What my experience gave me was a conviction that consciousness can detach itself from the body and be more clear when it does so. This suggests, but does not prove, survival of consciousness after the death of the body. I have compared the experience to an orgasm, because, like orgasm, when you experience it first, with it comes a realization of a faculty or character to your personal being beyond what you had previously imagined, but which you realize is natural and “programmed in”.

I did not have an insight through the experience, merely a sense of having learnt more about my own organism by virtue of the nature of the experience.

At the time, I was practicing intensive meditation towards an aspiration to receive a beatific vision or an experience of samadhi. In that context, the experience seemed to affirm all that I had been told by my guru, but I am not sure now that it did; it may indeed have been a corrective to the obsessive repression of feeling and desire that I was practicing.

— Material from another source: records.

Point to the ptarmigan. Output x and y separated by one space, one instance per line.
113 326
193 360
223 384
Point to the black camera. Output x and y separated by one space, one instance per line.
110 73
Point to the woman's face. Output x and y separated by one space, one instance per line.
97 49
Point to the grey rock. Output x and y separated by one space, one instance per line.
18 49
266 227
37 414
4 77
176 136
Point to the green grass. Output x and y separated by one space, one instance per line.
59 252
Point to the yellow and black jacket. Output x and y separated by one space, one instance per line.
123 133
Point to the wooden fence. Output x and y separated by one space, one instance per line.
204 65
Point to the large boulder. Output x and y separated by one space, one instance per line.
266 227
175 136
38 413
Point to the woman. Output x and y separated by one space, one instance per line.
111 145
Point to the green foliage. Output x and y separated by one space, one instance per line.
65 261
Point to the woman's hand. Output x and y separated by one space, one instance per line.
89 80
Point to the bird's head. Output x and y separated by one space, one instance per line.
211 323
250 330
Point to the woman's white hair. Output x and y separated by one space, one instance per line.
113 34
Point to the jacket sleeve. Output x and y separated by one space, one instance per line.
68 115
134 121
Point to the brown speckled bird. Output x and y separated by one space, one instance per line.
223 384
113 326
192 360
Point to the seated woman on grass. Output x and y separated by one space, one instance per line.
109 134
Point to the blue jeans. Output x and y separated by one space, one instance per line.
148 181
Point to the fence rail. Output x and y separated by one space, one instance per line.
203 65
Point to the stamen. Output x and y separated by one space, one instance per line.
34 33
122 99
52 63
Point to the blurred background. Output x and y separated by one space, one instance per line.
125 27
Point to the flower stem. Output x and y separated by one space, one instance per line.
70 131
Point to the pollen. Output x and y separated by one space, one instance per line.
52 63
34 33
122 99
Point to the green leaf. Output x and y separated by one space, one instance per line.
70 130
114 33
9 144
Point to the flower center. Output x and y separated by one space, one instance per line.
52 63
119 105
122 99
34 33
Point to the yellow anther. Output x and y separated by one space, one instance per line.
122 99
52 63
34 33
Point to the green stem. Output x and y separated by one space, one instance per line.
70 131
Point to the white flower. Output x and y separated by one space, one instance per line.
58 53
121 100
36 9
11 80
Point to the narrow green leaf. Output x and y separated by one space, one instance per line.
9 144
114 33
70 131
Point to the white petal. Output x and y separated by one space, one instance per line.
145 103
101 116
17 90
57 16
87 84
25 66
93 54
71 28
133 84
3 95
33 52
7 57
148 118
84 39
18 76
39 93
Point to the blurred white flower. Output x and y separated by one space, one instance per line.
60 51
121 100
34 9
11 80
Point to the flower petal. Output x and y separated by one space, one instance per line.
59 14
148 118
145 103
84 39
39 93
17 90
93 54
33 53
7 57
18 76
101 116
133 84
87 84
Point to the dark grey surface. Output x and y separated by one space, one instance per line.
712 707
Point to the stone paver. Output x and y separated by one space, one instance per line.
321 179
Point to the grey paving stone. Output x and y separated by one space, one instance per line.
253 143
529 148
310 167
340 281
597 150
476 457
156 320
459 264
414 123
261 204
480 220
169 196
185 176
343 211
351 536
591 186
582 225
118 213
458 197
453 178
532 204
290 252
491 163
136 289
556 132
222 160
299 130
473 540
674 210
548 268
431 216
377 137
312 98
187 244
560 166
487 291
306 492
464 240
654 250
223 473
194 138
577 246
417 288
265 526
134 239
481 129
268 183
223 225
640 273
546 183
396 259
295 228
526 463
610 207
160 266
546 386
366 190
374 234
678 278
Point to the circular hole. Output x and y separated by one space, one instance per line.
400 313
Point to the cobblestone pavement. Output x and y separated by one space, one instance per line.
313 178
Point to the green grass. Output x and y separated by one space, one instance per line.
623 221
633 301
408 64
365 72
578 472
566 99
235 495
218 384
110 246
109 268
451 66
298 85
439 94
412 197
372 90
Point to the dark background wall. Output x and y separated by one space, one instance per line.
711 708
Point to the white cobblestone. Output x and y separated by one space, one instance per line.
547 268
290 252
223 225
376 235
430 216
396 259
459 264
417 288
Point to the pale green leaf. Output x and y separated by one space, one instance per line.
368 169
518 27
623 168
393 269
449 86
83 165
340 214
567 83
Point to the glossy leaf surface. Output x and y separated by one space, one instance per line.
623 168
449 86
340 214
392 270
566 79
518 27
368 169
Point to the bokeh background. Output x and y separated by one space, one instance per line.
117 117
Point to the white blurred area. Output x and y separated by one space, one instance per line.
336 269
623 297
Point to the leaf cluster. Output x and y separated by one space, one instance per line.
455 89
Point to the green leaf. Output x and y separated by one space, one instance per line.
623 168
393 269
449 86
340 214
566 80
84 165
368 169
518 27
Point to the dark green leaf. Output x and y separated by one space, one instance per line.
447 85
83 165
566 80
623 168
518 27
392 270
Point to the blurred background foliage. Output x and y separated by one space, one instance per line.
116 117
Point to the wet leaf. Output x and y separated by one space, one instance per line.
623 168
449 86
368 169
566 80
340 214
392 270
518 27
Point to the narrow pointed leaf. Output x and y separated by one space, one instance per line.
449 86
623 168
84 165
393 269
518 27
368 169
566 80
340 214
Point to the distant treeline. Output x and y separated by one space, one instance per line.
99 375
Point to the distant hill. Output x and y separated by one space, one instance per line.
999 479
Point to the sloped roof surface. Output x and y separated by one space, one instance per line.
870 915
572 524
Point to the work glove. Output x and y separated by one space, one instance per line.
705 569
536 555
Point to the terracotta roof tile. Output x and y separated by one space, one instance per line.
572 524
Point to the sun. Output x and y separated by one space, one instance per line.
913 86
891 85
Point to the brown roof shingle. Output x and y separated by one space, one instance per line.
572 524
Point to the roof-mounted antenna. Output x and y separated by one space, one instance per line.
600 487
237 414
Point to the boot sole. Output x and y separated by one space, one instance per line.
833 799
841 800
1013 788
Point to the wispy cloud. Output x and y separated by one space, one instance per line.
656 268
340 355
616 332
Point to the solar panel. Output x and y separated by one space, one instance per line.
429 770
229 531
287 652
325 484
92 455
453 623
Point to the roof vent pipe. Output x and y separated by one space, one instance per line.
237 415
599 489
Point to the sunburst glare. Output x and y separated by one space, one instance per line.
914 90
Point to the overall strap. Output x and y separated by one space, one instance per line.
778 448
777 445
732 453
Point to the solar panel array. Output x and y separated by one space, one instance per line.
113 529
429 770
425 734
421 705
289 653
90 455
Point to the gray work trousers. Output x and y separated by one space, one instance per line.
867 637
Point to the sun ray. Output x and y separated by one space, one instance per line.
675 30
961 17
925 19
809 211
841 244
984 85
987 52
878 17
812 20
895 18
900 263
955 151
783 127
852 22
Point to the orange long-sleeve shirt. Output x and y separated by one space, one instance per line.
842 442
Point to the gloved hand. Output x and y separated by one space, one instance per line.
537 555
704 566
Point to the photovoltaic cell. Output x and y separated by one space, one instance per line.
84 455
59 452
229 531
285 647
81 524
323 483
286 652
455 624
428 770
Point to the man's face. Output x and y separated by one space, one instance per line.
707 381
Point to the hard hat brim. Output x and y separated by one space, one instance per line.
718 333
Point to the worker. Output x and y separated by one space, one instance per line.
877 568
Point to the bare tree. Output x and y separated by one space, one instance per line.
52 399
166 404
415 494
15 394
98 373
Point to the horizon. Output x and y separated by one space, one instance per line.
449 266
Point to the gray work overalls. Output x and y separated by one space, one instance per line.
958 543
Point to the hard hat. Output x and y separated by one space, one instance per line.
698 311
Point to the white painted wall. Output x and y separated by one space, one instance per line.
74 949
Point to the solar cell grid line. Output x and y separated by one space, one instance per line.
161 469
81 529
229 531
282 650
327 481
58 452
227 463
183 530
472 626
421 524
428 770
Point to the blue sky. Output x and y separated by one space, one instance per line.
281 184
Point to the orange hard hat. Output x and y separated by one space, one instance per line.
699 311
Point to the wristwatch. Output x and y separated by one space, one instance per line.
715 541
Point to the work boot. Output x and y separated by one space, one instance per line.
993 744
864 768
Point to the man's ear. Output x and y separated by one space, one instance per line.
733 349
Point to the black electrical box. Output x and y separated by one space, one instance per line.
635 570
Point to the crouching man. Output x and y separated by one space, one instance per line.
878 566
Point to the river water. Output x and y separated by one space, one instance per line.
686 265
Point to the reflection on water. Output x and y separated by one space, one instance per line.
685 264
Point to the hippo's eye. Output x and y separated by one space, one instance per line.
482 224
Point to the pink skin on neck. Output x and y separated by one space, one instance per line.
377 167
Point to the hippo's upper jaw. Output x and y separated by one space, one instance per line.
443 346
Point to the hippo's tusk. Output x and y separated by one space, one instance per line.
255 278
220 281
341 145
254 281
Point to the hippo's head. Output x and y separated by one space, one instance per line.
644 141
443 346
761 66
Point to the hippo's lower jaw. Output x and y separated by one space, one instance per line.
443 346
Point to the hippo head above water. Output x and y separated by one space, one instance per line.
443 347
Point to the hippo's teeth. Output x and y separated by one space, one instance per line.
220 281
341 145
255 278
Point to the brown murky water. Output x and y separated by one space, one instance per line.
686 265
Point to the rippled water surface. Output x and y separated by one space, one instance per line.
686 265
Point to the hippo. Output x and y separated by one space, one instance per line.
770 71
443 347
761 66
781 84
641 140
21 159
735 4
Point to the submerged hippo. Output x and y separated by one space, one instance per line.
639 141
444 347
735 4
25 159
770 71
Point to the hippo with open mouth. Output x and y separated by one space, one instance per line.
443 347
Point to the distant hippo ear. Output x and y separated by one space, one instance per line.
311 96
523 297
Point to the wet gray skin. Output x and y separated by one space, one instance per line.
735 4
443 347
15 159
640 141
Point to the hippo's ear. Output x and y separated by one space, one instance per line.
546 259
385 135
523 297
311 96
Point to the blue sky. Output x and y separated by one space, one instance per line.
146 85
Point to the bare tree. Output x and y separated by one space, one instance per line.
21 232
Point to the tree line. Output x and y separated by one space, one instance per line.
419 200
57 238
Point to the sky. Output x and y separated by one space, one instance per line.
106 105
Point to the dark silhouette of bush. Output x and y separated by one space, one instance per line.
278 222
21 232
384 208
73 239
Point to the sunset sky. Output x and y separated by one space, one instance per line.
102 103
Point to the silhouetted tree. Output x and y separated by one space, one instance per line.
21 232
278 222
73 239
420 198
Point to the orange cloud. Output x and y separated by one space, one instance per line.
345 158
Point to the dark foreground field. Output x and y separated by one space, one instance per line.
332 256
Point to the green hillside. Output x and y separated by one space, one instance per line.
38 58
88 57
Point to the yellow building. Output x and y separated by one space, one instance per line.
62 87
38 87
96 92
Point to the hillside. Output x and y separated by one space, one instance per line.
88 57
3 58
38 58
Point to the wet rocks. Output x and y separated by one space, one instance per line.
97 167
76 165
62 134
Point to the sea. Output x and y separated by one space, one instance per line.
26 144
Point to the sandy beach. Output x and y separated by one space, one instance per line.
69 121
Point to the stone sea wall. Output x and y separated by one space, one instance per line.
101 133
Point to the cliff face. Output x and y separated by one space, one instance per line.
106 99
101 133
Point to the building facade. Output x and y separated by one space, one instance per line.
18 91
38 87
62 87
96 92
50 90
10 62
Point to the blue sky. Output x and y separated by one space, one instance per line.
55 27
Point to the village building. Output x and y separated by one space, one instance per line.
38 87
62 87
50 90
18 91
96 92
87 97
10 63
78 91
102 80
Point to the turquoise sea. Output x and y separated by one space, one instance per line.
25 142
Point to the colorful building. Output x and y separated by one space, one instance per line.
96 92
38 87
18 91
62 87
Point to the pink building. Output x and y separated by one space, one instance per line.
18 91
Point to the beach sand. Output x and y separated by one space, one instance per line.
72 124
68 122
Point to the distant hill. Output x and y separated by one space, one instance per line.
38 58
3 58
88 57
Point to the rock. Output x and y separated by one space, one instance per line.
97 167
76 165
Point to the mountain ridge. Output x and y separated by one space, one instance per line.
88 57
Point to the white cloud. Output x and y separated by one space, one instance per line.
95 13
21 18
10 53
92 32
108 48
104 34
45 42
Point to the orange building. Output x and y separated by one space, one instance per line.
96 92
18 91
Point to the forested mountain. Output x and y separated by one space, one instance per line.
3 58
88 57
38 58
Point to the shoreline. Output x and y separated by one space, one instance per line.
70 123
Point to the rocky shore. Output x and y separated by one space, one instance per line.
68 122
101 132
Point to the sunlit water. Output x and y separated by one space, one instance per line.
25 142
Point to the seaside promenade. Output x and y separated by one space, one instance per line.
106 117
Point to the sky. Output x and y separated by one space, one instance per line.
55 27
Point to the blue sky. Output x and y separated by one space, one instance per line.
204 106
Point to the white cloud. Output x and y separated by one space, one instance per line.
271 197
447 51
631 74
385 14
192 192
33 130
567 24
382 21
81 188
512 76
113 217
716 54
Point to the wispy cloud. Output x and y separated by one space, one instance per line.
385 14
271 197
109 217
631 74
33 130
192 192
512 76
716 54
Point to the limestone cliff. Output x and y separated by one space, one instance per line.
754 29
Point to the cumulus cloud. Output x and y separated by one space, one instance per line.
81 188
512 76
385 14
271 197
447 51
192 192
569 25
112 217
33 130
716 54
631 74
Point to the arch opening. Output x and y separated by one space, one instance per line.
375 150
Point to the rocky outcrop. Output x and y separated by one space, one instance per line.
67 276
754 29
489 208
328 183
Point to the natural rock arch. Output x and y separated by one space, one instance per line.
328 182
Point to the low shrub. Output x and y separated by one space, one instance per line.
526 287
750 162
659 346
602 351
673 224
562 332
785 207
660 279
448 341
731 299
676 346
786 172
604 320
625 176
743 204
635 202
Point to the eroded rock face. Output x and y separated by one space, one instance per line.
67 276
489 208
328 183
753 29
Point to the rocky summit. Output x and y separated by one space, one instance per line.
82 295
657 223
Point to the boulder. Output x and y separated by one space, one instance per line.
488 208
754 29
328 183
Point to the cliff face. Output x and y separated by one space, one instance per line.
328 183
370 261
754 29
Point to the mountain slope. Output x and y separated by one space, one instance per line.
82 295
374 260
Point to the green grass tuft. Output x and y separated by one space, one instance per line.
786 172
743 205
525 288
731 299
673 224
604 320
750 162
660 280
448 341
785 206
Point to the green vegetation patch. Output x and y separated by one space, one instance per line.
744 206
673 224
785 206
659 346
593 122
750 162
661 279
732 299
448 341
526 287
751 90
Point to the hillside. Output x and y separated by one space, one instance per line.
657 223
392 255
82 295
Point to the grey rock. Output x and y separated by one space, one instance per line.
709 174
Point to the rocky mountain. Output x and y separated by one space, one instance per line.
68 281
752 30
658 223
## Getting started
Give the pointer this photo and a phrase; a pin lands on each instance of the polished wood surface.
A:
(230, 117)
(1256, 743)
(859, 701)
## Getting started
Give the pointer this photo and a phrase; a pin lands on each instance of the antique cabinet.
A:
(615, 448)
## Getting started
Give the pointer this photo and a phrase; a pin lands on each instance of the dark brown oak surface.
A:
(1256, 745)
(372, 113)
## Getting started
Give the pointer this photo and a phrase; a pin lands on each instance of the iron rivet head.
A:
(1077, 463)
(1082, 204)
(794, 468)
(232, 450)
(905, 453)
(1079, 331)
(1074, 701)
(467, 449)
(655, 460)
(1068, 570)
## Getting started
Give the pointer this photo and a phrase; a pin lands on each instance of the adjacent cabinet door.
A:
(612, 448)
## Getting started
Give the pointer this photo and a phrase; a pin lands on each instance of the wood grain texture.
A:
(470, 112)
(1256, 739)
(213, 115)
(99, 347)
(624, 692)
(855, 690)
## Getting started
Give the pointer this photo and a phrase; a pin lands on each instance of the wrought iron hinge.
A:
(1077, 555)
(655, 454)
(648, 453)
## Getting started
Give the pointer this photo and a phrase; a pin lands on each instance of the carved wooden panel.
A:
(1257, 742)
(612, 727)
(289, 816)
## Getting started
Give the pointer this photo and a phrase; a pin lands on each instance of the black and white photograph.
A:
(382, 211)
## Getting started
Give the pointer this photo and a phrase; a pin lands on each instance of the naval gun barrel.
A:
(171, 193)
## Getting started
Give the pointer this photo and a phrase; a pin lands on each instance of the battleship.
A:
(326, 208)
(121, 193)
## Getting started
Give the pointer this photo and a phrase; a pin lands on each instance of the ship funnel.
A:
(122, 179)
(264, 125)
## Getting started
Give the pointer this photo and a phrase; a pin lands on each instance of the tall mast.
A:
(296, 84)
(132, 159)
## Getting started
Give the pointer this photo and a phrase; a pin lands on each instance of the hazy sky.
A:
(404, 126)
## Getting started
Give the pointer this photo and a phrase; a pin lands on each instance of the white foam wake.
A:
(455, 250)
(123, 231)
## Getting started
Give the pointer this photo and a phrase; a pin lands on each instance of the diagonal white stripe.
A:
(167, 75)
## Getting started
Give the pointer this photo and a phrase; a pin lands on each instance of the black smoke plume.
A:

Was it in any sense then a religious or spiritual experience? I think it was, for it was reassuring. I realized through it that the nature of my being is more fascinating than I can understand and that things I know nothing about are already allowed for.

I can understand that, in this sense, it could also be read as a purely physical or natural experience. I have no problem with that, but I do have a sense that nature and the spirit are the same thing and are not divided from each other.